Memon's execution stayed

Memon's execution stayed

SC refers death penalty to Constitution Bench

Memon's execution stayed

The Supreme Court on Monday stayed the execution of death-row convict Yakub Abdul Razak Memon, who is in jail for conspiring to carry out the 1993 Mumbai serial blasts. The court also referred the matter to the Constitution Bench.

Memon, the brother of fugitive Ibrahim Memon, also known as Tiger Memon, the alleged mastermind and the prime accused, approached the apex court after his mercy plea was rejected by President Pranab Mukherjee recently.

A bench of justices J S Khehar and C Nagappan sought responses from the Centre, Maharashtra government and the Supreme Court Registry, on his petition, also challenging the practice of deciding review petitions in chamber hearing.

He urged for quashing of the death sentence on the ground that he has been in jail for the last 20 years and could not be sentenced for life and to death for the same offence. He also claimed that he was suffering from schizophrenia.

The court ordered status quo in case of Memon’s execution and tagged his petition with that of Mohd Arif alias Ashfaq, a death row convict in the 2000 Red Fort attack case where three people, including two Army jawans, were killed.

In April, the apex court had referred Arif’s petition to a Constitution bench to decide if death penalty cases’ review should be heard in open court.

Senior advocate Upmanyu Hazarika, appearing for Memon, referred to Arif’s case and urged the court to decide if a person could suffer two alternate sentences consecutively and if it was justified to award a higher punishment after suffering a protracted jail term during the trial and appeals.

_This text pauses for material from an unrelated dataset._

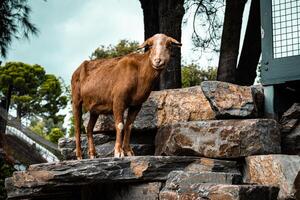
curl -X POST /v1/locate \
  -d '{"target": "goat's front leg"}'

“The right to speedy trial of the petitioner as guaranteed under Article 21 of the Constitution of India also stands violated in the instant case due to the same taking 14 long years and thereafter the appeal proceedings taking 6 more years and during the entire period the petitioner was incarcerated behind bars,” Memon’s petition said.

The petitioner urged that the Right to Life be given the widest import possible as consequences are irreversible in death penalty cases.

The Centre had in March urged the President to reject Memon’s mercy petition on the basis of the Maharashtra government’s decision which did not favour clemency.

Memon was sentenced to death by a Terrorism and Disruptive Activities (Prevention) Act (Tada) court in 2007 after being found guilty of criminal conspiracy and arranging finances and managing its disbursement through the co-accused in the Mumbai serial blasts. Upholding the Mumbai Tada court’s verdict, the Supreme Court held in March, 2013, “It is not a hyperbole to state that he was one of the driving spirits behind the plan.”

In October 2013, Memon applied for Presidential pardon. After rejection of the mercy plea, the Maharashtra government was to fix the date for his execution. He is currently lodged in the Nagpur jail.